Damals brauchte man wahrscheinlich auch keine 10 Ruten um jede Fischart beangeln zu können, oder?

*Ironie aus*|wavey:


----------



## Dart (9. Februar 2010)

*AW: altes Angelgerät*



Andal schrieb:


> Aber schön wars schon!


Ganz sicher, die Nase platt drücken an der Schaufensterscheibe hatte schon etwas Sehnsüchtiges.
Kann mich noch gut an meine ersten Ledgerruten erinnern, die wurden damals, genau wie die ersten Karpfenruten englischer Bauart, für die breite Masse von Balzer angeboten.|bigeyes
Mag man heutzutage kaum glauben, da Balzer ja eher zur Billigmarke verkümmert ist.


----------



## Andal (9. Februar 2010)

*AW: altes Angelgerät*

Woher denn. Mit meiner Tele Allround ging es überall und auf alles. Ganz wurscht, ob es Köderfische, Hechte mit dem Blinker, oder Forellen am Bach waren. Ich kam gar nicht auf die Idee, dass ich etwas anderes brauchen könnte, als meine Traumteleskoprute mit dem knallroten Gummigriff!


----------



## Knispel (9. Februar 2010)

*AW: altes Angelgerät*

Rute : DAM Tegernsee ( Grün - Metallic ) , 2,10 m, 60 g WG, Vollglas ( 1968, von meinem ersten Lehrlingsgehalt gekauft. Preis : ca. 30,00 - 40,00 DM, bei 110 DM Brutto verdienst ). Diese Serie ist bei den älteren Freunden bestimmt noch bekannt ( Tegernsee- Walchensee - Müggelsee ..:k:k )

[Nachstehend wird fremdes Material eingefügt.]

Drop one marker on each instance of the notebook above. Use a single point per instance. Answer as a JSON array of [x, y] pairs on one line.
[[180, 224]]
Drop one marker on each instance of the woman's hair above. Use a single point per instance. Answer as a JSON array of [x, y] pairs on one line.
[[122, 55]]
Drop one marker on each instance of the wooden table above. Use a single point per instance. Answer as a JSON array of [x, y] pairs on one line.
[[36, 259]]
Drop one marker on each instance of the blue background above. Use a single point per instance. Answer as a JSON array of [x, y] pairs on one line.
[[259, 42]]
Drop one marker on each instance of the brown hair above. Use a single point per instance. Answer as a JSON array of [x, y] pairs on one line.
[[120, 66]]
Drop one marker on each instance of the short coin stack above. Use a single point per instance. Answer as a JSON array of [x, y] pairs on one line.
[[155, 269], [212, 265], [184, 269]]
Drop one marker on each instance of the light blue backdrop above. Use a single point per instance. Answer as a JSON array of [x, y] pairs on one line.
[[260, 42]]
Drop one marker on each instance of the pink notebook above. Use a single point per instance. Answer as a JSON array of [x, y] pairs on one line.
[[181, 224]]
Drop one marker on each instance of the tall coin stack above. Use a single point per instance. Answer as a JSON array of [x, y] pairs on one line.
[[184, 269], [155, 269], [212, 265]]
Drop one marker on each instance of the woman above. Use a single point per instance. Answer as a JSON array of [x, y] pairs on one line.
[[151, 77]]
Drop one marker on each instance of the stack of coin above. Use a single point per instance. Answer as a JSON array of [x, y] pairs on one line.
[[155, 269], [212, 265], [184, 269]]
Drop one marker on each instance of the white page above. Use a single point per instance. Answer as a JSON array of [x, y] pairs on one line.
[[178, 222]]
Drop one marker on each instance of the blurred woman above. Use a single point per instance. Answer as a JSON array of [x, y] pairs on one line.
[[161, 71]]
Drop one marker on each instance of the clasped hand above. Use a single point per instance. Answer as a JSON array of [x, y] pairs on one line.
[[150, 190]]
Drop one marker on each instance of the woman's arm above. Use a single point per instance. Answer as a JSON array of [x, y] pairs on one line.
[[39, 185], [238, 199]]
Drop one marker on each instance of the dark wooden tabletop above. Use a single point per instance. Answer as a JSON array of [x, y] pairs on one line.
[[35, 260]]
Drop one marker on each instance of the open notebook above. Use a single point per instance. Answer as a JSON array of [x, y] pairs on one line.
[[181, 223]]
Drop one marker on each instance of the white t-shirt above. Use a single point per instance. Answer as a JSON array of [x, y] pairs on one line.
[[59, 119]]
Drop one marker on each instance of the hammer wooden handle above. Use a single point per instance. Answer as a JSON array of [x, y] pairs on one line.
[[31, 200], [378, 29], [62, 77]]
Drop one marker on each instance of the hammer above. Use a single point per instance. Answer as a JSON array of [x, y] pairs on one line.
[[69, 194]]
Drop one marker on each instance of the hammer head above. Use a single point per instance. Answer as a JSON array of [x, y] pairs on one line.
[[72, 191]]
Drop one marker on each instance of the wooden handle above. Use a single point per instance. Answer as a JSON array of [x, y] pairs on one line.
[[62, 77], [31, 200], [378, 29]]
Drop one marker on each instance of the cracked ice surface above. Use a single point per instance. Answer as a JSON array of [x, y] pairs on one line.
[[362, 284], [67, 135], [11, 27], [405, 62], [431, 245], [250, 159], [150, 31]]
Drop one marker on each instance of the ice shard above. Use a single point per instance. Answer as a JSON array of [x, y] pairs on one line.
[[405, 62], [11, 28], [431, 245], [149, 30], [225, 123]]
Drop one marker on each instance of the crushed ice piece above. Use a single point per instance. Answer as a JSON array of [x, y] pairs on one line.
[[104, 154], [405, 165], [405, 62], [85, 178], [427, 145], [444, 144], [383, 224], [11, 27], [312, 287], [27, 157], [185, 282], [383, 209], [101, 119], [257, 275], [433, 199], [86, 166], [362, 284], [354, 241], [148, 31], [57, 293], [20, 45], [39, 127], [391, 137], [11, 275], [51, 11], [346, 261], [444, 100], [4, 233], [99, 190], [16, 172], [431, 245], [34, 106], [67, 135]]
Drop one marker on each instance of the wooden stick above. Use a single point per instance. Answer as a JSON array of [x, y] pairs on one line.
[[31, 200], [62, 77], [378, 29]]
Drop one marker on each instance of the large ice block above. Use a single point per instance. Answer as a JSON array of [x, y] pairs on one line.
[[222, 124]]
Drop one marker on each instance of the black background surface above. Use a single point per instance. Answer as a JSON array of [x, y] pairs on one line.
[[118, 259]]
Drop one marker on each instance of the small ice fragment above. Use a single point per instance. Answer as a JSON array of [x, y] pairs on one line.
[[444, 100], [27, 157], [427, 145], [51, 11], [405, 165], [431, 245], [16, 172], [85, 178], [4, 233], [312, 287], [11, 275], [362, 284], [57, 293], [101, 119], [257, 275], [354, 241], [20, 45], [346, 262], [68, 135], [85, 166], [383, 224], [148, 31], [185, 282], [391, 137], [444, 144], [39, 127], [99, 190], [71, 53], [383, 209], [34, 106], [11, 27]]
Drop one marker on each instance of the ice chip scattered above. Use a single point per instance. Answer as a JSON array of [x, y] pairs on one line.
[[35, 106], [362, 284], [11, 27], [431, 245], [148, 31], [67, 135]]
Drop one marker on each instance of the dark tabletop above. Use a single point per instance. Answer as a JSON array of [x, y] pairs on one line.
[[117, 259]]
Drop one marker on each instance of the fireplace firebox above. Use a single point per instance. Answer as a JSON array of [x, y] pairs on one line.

Wendefuß - Rolle : Scout 8-100 ( Angler ) meine erste Rolle überhaupt, Anfang der 60 er Jahre für 4,00 DM vom Taschengeld gekauft ....

@ Andal, die Alround, waren das nicht diese blauen Modelle mit den leicht dreieckigen Ringen ? Ich glaube, so ein Ding hab auch einmal gehabt.


----------



## Gern am Wasser (9. Februar 2010)

*AW: altes Angelgerät*

Meine "erste" hab ich mitte der Siebziger in Holland gekauft, ein knatschgelbes Fieberglasstöckchen.
Ein laut klingelndes Rölleken wurde mittels Kunststoffringen am Korkgriff fixiert.
Ich hab mit dem Ding jeden Tag am Hafen gesessen und Aalquappen gefangen, herrlich.
Mein Urlaubstaschengeld war futsch, aber eine Leidenschaft war geweckt.
Ganz hinten im Keller steht es noch in einer Ecke und wartet auf`s Enkelchen.


----------



## Buds Ben Cêre (9. Februar 2010)

*AW: altes Angelgerät*

Ich weiß das noch wie heute. 
Damals gabs bei uns noch so einen kleinen Miniladen der neben diversen Tomaten und Konservendosen eben auch ein wenig, wie nannte es sich, "Jagd- und Fischereibedarf" feil bot. Ich drückte mir schon als schwarzangelnder 5-jähriger die Nase an der Scheibe platt, ob der Schätze, die da im Fenster lagerten (es waren bestimmt 4! verschiedene Ruten :q). Die erste Combo gabs dann noch zu Weihnachten geschenkt, mein Vater kannte jemanden, der wieder jemand kannte, der bei der DAM arbeitete (waren von Gunzenhausen bis zu meinem Geburtsort ja auch nur 18 km), so dass man auch mit sattem Rabbatt rechnen konnte.

Die oben schon beschriebene "Butt- und Heringsrute" kaufte ich mir aber dann im Geschäft, ganz ohne Ermäßigung. Gekostet hat sie damals um die 85 Mark. Ich war noch Schüler, keine Ahnung, wie und bei wem ich mir das Geld zusammen schnorrte #6.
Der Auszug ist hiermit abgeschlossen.